I'm thinking of just replicating the original 12 instructions of the original S16X4; the idea is that instruction set defines the minimum viable RISC-V subset. To recap the S16X4 instructions:

1. NOP
2. LIT (loads a word-width literal into the data stack)
3. FWM (fetch word from memory)
4. SWM (store word to memory)
5. ADD
6. AND
7. XOR
8. ZGO (branch if top of stack is zero)
9. GO (unconditional branch)
10. NZGO (branch if top of stack is not zero)
11. FBM (fetch byte from memory)
12. SBM (store byte to memory)

The closest analogs in the RISC-V are as follows:

NOP --> ADDI X0, X0, 0, so we need to support at least the ADDI instruction.

LIT --> ADDI Xn, Xn, imm12, possibly followed by further SLLI Xn, Xn, shamt / ADDI Xn, Xn, imm12 pairs as appropriate to load the full register width with desired data. So, besides ADDI, we also need SLLI.

FWM/FBM --> LBU, LHU, LWU, LDU. These are simple enough to implement as-is, since the func3 bits of the opcode can be directly exposed to the external bus to determine transfer size.

SWM/SBM --> SB, SH, SW, SD.

ADD, AND, XOR --> These involve register-register operations, so these three instructions translate naturally to their RISC-V counterparts.

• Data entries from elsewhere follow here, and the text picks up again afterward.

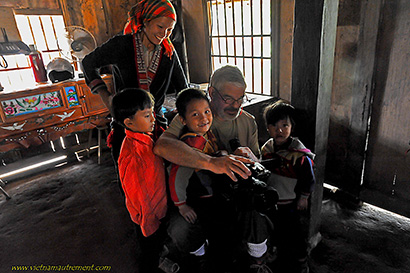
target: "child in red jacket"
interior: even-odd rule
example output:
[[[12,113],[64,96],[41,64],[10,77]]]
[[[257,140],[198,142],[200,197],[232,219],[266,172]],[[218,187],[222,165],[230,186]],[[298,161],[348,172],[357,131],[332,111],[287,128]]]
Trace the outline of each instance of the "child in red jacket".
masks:
[[[152,151],[154,98],[142,89],[125,89],[113,97],[112,108],[114,119],[126,133],[118,170],[141,247],[140,272],[154,272],[166,234],[161,219],[167,212],[164,163]]]

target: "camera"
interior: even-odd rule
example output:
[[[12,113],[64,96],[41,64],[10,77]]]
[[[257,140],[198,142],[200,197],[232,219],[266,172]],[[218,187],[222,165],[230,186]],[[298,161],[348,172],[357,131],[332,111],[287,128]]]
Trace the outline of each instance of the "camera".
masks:
[[[261,181],[268,180],[270,176],[270,171],[266,169],[261,163],[255,162],[253,164],[245,164],[252,172],[252,177],[259,179]]]
[[[214,196],[235,210],[266,213],[276,209],[279,195],[266,183],[271,172],[258,162],[245,165],[252,173],[247,179],[237,176],[234,182],[225,175],[214,175]]]
[[[252,172],[251,176],[230,183],[238,209],[255,209],[261,213],[274,209],[279,195],[273,187],[266,184],[271,172],[258,162],[246,166]]]

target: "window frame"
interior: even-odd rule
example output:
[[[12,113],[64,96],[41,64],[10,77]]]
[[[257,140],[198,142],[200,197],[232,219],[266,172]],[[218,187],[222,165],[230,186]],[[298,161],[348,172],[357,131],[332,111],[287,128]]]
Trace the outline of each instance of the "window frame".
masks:
[[[40,16],[50,16],[51,17],[51,16],[56,16],[56,15],[61,16],[62,22],[64,24],[64,28],[66,27],[66,22],[65,22],[65,19],[64,19],[64,16],[63,16],[63,13],[62,13],[61,10],[56,10],[56,9],[14,9],[14,14],[16,16],[23,15],[23,16],[38,16],[38,17],[40,17]],[[56,48],[50,48],[49,43],[47,42],[45,29],[44,29],[44,25],[43,25],[43,21],[42,21],[41,17],[39,18],[39,22],[40,22],[40,27],[41,27],[42,34],[43,34],[43,37],[44,37],[44,43],[46,45],[46,49],[39,48],[39,50],[41,51],[41,53],[43,55],[44,65],[46,66],[47,63],[49,61],[51,61],[51,59],[53,59],[54,57],[70,58],[72,60],[73,57],[71,56],[71,54],[69,54],[69,56],[66,56],[66,55],[68,55],[68,53],[66,53],[66,55],[62,53],[63,49],[62,49],[61,45],[58,42],[58,37],[61,37],[61,36],[57,35],[57,33],[56,33],[56,28],[54,26],[55,21],[53,19],[51,19],[51,24],[52,24],[52,29],[53,29],[53,32],[54,32],[54,37],[57,41],[56,42]],[[28,25],[30,27],[31,39],[33,41],[30,44],[34,44],[38,48],[38,44],[36,42],[36,38],[35,38],[35,35],[34,35],[34,32],[33,32],[30,20],[28,21]],[[19,26],[17,25],[17,27],[19,27]],[[19,29],[19,31],[21,31],[21,30]],[[51,55],[49,55],[48,58],[45,59],[44,57],[47,56],[48,54],[51,54]],[[1,77],[3,79],[4,78],[8,79],[7,83],[3,82],[4,85],[8,86],[12,90],[22,89],[23,86],[26,87],[26,88],[31,88],[31,87],[33,87],[32,85],[35,85],[34,75],[31,73],[31,66],[30,66],[30,61],[29,61],[28,55],[24,56],[25,59],[26,59],[25,61],[21,60],[21,54],[6,55],[4,57],[9,59],[8,62],[12,61],[11,63],[15,63],[15,66],[13,66],[13,67],[7,67],[7,68],[1,68],[0,69],[1,74],[2,73],[10,73],[10,72],[15,73],[15,75],[11,76],[11,77],[9,75],[7,75],[5,77]],[[20,60],[18,60],[18,59],[20,59]],[[70,62],[71,62],[71,60],[70,60]],[[76,65],[75,62],[74,62],[74,65]],[[16,72],[16,71],[21,71],[21,72]],[[30,71],[30,72],[27,73],[27,71]],[[20,77],[21,82],[24,82],[24,83],[19,82],[19,84],[14,84],[14,87],[13,87],[12,80],[14,80],[18,77]],[[30,79],[27,80],[26,79],[27,77],[30,77]],[[23,78],[25,78],[24,81],[23,81]],[[31,79],[32,79],[32,83],[31,83]],[[30,82],[30,84],[28,84],[28,82]],[[28,84],[28,86],[26,86],[26,84]],[[12,90],[9,90],[9,91],[12,91]]]
[[[243,62],[245,62],[245,59],[250,59],[252,62],[252,76],[251,76],[251,82],[247,82],[248,85],[248,89],[250,89],[250,93],[252,94],[260,94],[260,95],[264,95],[264,96],[273,96],[273,97],[277,97],[279,94],[279,60],[280,60],[280,52],[279,52],[279,47],[280,47],[280,0],[266,0],[266,1],[270,1],[270,7],[271,7],[271,11],[270,11],[270,28],[271,28],[271,32],[270,34],[266,35],[263,34],[262,31],[262,16],[260,19],[260,24],[261,24],[261,33],[258,35],[254,35],[254,29],[253,29],[253,23],[251,21],[251,34],[250,35],[244,35],[244,31],[242,30],[242,33],[240,35],[236,35],[235,34],[235,26],[234,26],[234,33],[233,35],[227,35],[227,31],[226,31],[226,25],[225,24],[225,35],[220,35],[219,33],[217,33],[217,35],[214,35],[212,33],[212,18],[211,18],[211,5],[212,2],[218,2],[224,5],[224,10],[226,10],[226,4],[227,3],[234,3],[234,2],[240,2],[241,5],[243,6],[243,3],[246,0],[231,0],[231,1],[227,1],[227,0],[219,0],[219,1],[215,1],[215,0],[206,0],[205,1],[205,7],[204,9],[206,10],[206,14],[207,14],[207,20],[208,20],[208,31],[209,31],[209,56],[210,56],[210,66],[211,66],[211,70],[214,71],[217,67],[215,67],[215,59],[214,58],[226,58],[227,63],[229,64],[233,64],[233,65],[237,65],[238,59],[243,59]],[[262,1],[265,0],[249,0],[250,4],[252,4],[255,1],[259,1],[260,3],[262,3]],[[261,12],[262,12],[262,4],[260,5],[261,8]],[[235,8],[232,8],[232,13],[235,12]],[[240,9],[240,12],[243,13],[243,9]],[[251,13],[252,14],[252,13]],[[241,18],[243,19],[243,14],[241,14]],[[226,14],[225,14],[225,20],[226,20]],[[251,18],[252,20],[252,18]],[[235,24],[235,23],[234,23]],[[219,27],[217,27],[218,32],[219,32]],[[242,26],[243,29],[243,26]],[[254,48],[253,48],[253,43],[254,43],[254,38],[256,37],[257,39],[262,40],[263,37],[269,37],[270,38],[270,49],[271,49],[271,54],[269,58],[266,58],[263,56],[263,45],[261,46],[261,55],[259,56],[254,56]],[[234,39],[234,47],[236,47],[237,42],[235,41],[235,38],[241,38],[242,41],[244,38],[250,38],[252,41],[252,49],[251,49],[251,55],[247,56],[244,52],[242,52],[242,55],[237,55],[236,53],[236,48],[234,49],[234,54],[230,55],[228,53],[228,43],[226,42],[226,54],[223,55],[221,54],[221,50],[219,49],[219,54],[215,54],[213,52],[213,39],[219,39],[219,38],[223,38],[223,39],[228,39],[228,38],[233,38]],[[262,44],[262,42],[261,42]],[[218,46],[221,46],[221,43],[218,43]],[[242,42],[242,46],[243,46],[243,42]],[[243,51],[245,50],[245,48],[243,48]],[[234,59],[234,62],[230,62],[229,59]],[[263,75],[263,59],[269,59],[270,61],[270,92],[266,92],[263,89],[260,92],[255,92],[255,72],[254,72],[254,60],[261,60],[261,73],[262,73],[262,77],[266,77],[266,75]],[[241,61],[242,62],[242,61]],[[245,64],[244,64],[245,66]],[[244,69],[245,70],[245,69]],[[246,71],[243,71],[245,77],[246,75]],[[249,77],[246,77],[247,79]],[[263,79],[262,79],[263,80]],[[248,81],[248,80],[247,80]],[[261,84],[262,88],[263,88],[263,84]],[[249,91],[249,90],[248,90]],[[247,92],[248,92],[247,91]]]

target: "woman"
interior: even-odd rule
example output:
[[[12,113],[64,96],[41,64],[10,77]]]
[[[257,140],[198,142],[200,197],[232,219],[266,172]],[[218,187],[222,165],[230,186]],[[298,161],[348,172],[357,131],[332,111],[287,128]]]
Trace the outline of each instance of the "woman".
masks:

And, honestly, supporting their immediate versions is easy enough to implement we might as well implement ANDI and XORI as well. In fact, XORI will be required if we want to perform 2's compliment negation on a register.

ZGO, NZGO, GO --> BEQ, BNE, JAL. Easy peasy.

And that's it, I think. So the absolute minimum RISC-V instruction subset to support includes:

1. ADDI
2. SLLI
3. ADD
4. AND
5. XOR
6. LBU
7. LHU
8. LWU
9. LDU
10. SB
11. SH
12. SW
13. SD
14. BEQ
15. BNE
16. JAL

Wow, not bad! Only 16 instructions! Supporting more instructions can be done by fleshing out the rest of the instruction decoder and/or pipeline incrementally from here. The only instruction format not supported is U-format, used only by LUI and AUIPC; however, given the rest of the implementation already works, these are pretty trivial instructions to add.

Things not covered are CSRRW, CSRRS, CSRRC, ECALL, EBREAK, ERET, WFI, and FENCE instructions. With the exception of ECALL, EBREAK, and ERET, these instructions are actually somewhat more complicated to implement anyway, and should be implemented only after we have a minimal instruction set to debug with. I think.